Queste sono parole che Gesù, durante l’agonia nel Getsemani, ha rivolto a Pietro, Giacomo e Giovanni quando li ha visti sopraffatti dal sonno. Egli aveva preso con sé questi tre apostoli – gli stessi che erano stati testimoni della sua trasfigurazione sul monte Tabor – perché gli fossero vicini in questo momento così difficile e si preparassero con la preghiera assieme a Lui, giacché quanto stava per accadere sarebbe stato una prova terribile anche per loro.
“Vegliate e pregate, per non cadere in tentazione. Lo spirito è pronto, ma la carne è debole”.
Queste parole – lette alla luce delle circostanze in cui sono state pronunciate – prima ancora che una raccomandazione rivolta da Gesù ai discepoli, occorre vederle come un riflesso del suo stato d’animo, cioè del modo con cui Egli si prepara alla prova. Di fronte alla passione imminente, Egli prega, con tutte le forze del suo spirito, lotta contro la paura e l’orrore della morte, si getta nell’amore del Padre per essere fedele fino in fondo alla sua volontà ed aiuta i suoi apostoli a fare altrettanto.
Gesù qui ci appare come il modello per chi deve affrontare la prova e, nello stesso tempo, il fratello che si mette al nostro fianco in quel difficile momento.

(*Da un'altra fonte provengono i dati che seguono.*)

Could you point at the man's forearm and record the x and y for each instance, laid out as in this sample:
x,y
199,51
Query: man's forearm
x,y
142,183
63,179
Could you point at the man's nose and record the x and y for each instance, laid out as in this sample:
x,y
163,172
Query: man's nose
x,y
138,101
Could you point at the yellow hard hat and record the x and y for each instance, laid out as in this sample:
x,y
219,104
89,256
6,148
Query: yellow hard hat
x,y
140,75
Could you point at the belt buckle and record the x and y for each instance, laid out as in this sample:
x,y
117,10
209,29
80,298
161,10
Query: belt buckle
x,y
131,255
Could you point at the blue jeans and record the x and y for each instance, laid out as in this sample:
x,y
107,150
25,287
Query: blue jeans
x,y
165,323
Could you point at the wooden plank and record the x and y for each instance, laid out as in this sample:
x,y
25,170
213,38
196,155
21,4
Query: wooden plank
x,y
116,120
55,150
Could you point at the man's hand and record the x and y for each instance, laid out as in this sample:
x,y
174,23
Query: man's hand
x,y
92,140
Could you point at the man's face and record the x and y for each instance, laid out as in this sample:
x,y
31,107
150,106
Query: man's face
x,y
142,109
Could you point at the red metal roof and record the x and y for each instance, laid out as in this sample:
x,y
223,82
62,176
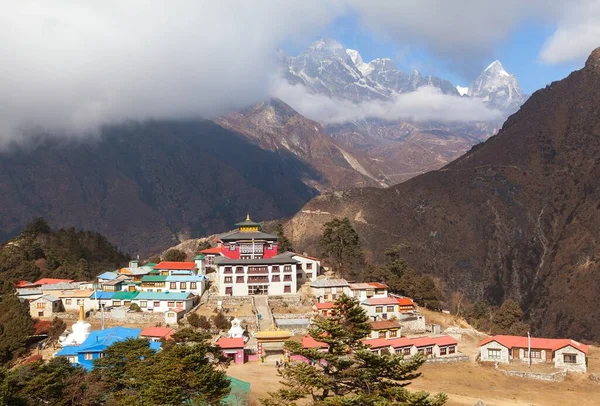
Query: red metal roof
x,y
325,305
228,343
158,332
552,344
309,342
378,285
175,265
214,250
51,281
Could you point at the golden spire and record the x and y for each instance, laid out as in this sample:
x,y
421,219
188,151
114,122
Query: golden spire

“Vegliate e pregate, per non cadere in tentazione. Lo spirito è pronto, ma la carne è debole”.
L’esortazione alla vigilanza ricorre spesso sulle labbra di Gesù. Vigilare per Lui vuol dire non lasciarsi mai vincere dal sonno spirituale, tenersi sempre pronti ad andare incontro alla volontà di Dio, saperne cogliere i segni nella vita di ogni giorno, soprattutto saper leggere le difficoltà e le sofferenze alla luce dell’amore di Dio.
E la vigilanza è inseparabile dalla preghiera, perché la preghiera è indispensabile per vincere la prova. La fragilità connaturale all’uomo (“la debolezza della carne”) può essere superata mediante quella forza che viene dallo Spirito.
“Vegliate e pregate, per non cadere in tentazione. Lo spirito è pronto, ma la carne è debole”.
Anche noi dobbiamo mettere in programma l’incontro con la prova: piccole, grandi prove che s’incontrano ogni giorno. Prove normali, prove classiche in cui chi è cristiano non può un giorno o l’altro non imbattersi. Ora, la prima condizione per superare la prova, ogni prova – ci avverte Gesù – è la vigilanza. Si tratta di saper discernere, di rendersi conto che sono prove permesse da Dio non già perché ci scoraggiamo, ma perché, superandole, maturiamo spiritualmente.
E contemporaneamente dobbiamo pregare. E’ necessaria la preghiera perché due sono le tentazioni a cui siamo maggiormente esposti in questi momenti: da un lato la presunzione di cavarcela da soli; dall’altro il sentimento opposto, cioè il timore di non farcela, quasicché la prova sia superiore alle nostre forze. Gesù, invece, ci assicura che il Padre celeste non ci lascerà mancare la forza dello Spirito Santo, se vigiliamo e glielo chiediamo con fede.
Chiara Lubich
Parola di vita, aprile 1990, pubblicata in Città Nuova, 1990/6, p. 9.